Выбрать главу

Если уж я родился таким, что напрасны были бы попытки очиститься и освободиться — говорил он — пусть, по крайней мере, созданное мною искупит мою слабость и поможет прославить красоту человеческой души.

На время и напоказ

Вставать утром и идти на работу, испытывать к людям любовь, расположение или неприязнь — и постоянно понимать, что все это на время и напоказ. Потому что неизменной и искренней была в нем надежда, настолько сильная, что сама его подгоняла. Теперь, сейчас, через минуту, вот-вот он поймает — что же? Волшебную формулу, в которой заключена вся правда существования. Он чистил зубы, а она была совсем рядом, он принимал душ и почти уже произносил ее; если бы он не сел в автобус, возможно, она бы ему открылась. И так весь день. Проснувшись среди ночи, он чувствовал, что прорывается к ней сквозь тонкую преграду, но, обессилев от напряжения, засыпал.

Он не потворствовал своей одержимости. Старался целиком и полностью быть в данном месте и в данную минуту, проявляя внимание к близким, по мере сил оправдывая их ожидания. Объявить, что и они на время и напоказ, значило бы обидеть их, но отказаться от мысли, что для настоящей жизни с ними нет времени, он не мог.

Почему стыдно?

Поэзия — дело стыдное, поскольку начало ее слишком близко к занятиям, которые принято называть интимными.

Поэзию нельзя отделить от осознания собственного тела.
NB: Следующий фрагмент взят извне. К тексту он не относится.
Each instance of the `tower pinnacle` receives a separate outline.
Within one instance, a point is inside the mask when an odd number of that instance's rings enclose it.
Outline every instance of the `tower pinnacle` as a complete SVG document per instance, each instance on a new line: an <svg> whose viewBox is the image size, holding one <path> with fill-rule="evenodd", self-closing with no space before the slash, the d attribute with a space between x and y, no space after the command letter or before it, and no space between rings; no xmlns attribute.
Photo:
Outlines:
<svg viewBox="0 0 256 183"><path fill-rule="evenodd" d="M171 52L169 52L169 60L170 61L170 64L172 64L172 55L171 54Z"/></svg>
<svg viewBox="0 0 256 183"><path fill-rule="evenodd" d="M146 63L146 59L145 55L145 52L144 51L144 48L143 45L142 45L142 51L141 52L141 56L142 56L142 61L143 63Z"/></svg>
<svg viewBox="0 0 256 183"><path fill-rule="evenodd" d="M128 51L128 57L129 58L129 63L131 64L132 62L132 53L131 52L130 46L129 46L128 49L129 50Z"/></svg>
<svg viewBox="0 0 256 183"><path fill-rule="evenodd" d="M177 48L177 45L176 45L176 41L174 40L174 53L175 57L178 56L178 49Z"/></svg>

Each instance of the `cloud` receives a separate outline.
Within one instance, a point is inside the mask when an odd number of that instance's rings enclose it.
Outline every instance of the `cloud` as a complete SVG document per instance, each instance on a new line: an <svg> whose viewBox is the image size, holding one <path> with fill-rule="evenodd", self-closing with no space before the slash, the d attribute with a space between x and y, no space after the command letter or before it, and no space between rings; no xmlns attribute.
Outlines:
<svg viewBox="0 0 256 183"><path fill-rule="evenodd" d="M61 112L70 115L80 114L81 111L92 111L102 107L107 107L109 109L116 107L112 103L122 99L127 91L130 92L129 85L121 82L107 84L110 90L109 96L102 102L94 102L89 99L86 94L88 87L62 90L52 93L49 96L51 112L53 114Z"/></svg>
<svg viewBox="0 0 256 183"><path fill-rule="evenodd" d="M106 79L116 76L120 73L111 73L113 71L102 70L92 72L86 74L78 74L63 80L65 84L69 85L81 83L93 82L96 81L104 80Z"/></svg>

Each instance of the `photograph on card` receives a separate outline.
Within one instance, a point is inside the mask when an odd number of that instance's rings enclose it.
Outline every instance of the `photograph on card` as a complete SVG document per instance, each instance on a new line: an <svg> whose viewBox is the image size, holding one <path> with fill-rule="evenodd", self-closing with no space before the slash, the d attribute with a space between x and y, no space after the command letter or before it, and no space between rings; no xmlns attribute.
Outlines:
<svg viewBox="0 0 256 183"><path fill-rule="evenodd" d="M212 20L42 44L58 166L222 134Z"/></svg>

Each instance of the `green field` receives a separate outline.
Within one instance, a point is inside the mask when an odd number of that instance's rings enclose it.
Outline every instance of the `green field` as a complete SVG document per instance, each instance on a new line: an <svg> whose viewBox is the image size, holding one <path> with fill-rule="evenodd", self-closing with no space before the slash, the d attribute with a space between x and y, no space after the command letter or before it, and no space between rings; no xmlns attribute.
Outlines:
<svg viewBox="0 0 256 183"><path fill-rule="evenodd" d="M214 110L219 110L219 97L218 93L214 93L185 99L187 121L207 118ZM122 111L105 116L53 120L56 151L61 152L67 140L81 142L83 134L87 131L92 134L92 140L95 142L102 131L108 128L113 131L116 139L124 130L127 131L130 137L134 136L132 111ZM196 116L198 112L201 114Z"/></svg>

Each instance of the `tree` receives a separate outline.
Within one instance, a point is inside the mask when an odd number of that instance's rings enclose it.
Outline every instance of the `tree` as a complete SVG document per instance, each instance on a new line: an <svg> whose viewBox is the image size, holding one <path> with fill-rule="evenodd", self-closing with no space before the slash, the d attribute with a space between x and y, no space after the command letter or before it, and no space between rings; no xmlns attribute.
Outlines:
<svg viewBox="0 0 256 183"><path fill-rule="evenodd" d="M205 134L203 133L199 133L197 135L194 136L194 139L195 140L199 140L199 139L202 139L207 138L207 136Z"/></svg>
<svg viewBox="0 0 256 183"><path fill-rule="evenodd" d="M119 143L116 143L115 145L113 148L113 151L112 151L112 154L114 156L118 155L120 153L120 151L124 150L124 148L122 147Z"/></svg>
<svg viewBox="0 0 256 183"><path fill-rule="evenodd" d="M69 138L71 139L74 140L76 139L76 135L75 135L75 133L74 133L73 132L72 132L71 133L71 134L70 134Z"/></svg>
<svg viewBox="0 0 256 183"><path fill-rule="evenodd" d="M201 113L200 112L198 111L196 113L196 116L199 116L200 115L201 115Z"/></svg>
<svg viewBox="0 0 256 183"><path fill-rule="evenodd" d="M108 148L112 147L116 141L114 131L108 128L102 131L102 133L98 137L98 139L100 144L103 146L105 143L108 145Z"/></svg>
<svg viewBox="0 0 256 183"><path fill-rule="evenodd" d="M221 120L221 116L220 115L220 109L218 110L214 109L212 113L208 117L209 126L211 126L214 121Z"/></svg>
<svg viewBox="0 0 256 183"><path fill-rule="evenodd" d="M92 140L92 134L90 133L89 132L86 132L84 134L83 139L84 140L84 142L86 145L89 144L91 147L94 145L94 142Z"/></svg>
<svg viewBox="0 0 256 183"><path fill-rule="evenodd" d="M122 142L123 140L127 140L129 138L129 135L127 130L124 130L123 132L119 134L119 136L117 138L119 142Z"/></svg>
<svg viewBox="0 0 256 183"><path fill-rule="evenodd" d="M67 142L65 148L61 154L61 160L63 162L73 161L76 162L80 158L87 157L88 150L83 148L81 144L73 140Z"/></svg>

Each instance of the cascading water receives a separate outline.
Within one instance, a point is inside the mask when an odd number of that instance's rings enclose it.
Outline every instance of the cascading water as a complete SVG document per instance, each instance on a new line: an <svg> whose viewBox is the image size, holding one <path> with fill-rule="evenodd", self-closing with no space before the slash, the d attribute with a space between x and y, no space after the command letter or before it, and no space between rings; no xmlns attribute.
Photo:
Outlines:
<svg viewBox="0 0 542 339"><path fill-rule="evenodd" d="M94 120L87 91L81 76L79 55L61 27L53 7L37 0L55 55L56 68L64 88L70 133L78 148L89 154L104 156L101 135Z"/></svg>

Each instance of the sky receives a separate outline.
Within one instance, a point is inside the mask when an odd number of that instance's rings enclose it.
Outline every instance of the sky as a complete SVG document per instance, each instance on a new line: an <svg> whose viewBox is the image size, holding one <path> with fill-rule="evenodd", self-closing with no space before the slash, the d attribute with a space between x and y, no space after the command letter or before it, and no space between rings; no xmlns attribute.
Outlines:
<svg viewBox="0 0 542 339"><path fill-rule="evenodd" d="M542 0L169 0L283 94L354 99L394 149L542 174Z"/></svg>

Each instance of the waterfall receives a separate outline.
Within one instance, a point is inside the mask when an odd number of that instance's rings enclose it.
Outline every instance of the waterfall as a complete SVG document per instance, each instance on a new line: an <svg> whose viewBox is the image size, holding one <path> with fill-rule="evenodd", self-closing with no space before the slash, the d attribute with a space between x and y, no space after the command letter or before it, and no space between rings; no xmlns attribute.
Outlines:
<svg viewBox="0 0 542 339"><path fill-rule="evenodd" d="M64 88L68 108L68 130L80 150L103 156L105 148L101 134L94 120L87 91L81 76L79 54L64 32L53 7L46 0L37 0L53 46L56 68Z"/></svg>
Она и связана с ним, и, бесплотная, парит в вышине, делая вид, что принадлежит отдельной сфере, духу, — потому за нее и стыдно.

Я стыдился того, что я поэт, как если бы, раздетый, публично афишировал телесный изъян.

Завидовал людям, которые стихов не пишут и которых поэтому считал нормальными — в чем, впрочем, ошибался, ибо такого определения заслуживают немногие.

Ощущать изнутри

В процессе письма совершается некое превращение: непосредственные данные — скажем, сознание как ощущение себя изнутри — позволяют вообразить других таких же людей, так же ощущающих себя изнутри, благодаря чему я могу писать о них, а не только о себе.

Воспевать богов и героев

Разница между поэзией, в которой «я» повествует о себе, и поэзией, «воспевающей богов и героев», невелика, поскольку обе описывают существа мифологические. Но все же…

Мои ближние

«Мы так похожи друг на друга!» Это восклицание открывает мир, в котором наш вид предстает как нечто совершенно иное, нежели совокупность непроницаемых монад. «Братья и сестры! Я ощущаю эротическую дрожь при мысли обо всех вас и о нашем кровном родстве».

Благодарность

Я благодарен за то, что когда-то, давным-давно, в маленьком деревянном костеле, окруженном дубами, меня приняли в лоно Римско-католической церкви. А также за то, что прожил долгую жизнь и мог, веруя или не веруя, размышлять о своей двухтысячелетней истории.

Истории в равной мере и адской, и райской. Мы построили города больше Иерусалима, Рима и Александрии. Наши корабли избороздили океаны. Наши теологи насочиняли силлогизмов. И мы тотчас принялись изменять планету, именуемую Землей. Если бы мы хоть не ведали, что творим, когда шли с крестом и мечом, — но нет, мы не были невинны.

Верить. Не верить

Я был глубоко верующим. Был абсолютно не верующим. Контраст так велик, что неизвестно, как с этим жить. У меня появилось подозрение, что в слове «верить» кроется некое содержание, до сих пор не исследованное. Возможно, потому, что это явление скорее присуще жизни человеческого общества, чем психологии индивида. Ни язык религиозных сообществ, ни язык атеистов не помогали в размышлениях над его смыслом.

Мне часто кажется, что объяснение совсем близко, что оно словно носится в воздухе и как только будет облечено в слова, множество людей воскликнет: «Ну конечно! Это как раз мой случай!»

Потому что они тут, рядом со мной, в храме, крестятся, встают, преклоняют колена, а я догадываюсь, что в их умах происходит то же, что и в моем, — иначе говоря, они больше хотят верить, чем веруют, либо веруют не всегда. Должно быть, не у всех это происходит одинаково, но как именно? И должно быть, несколько веков назад люди мыслили по-иному, хотя уже в семнадцатом веке Паскаль записал: «Для человека противоречить, верить и во всем сомневаться — то же, что для коня скакать», а в девятнадцатом веке Эмили Дикинсон скажет: «Я верую и не верую по сто раз в час, / Поэтому вера сохраняет гибкость. (I believe and disbelieve a hundred times an hour, which keeps believing nimble.)» Быть с ними, в храме, важнее, чем умствовать на свой лад, — разве не так чувствует и думает большинство собравшихся в церковных стенах, давая повод сетовать на обрядовую религию, но в то же время проявляя смирение?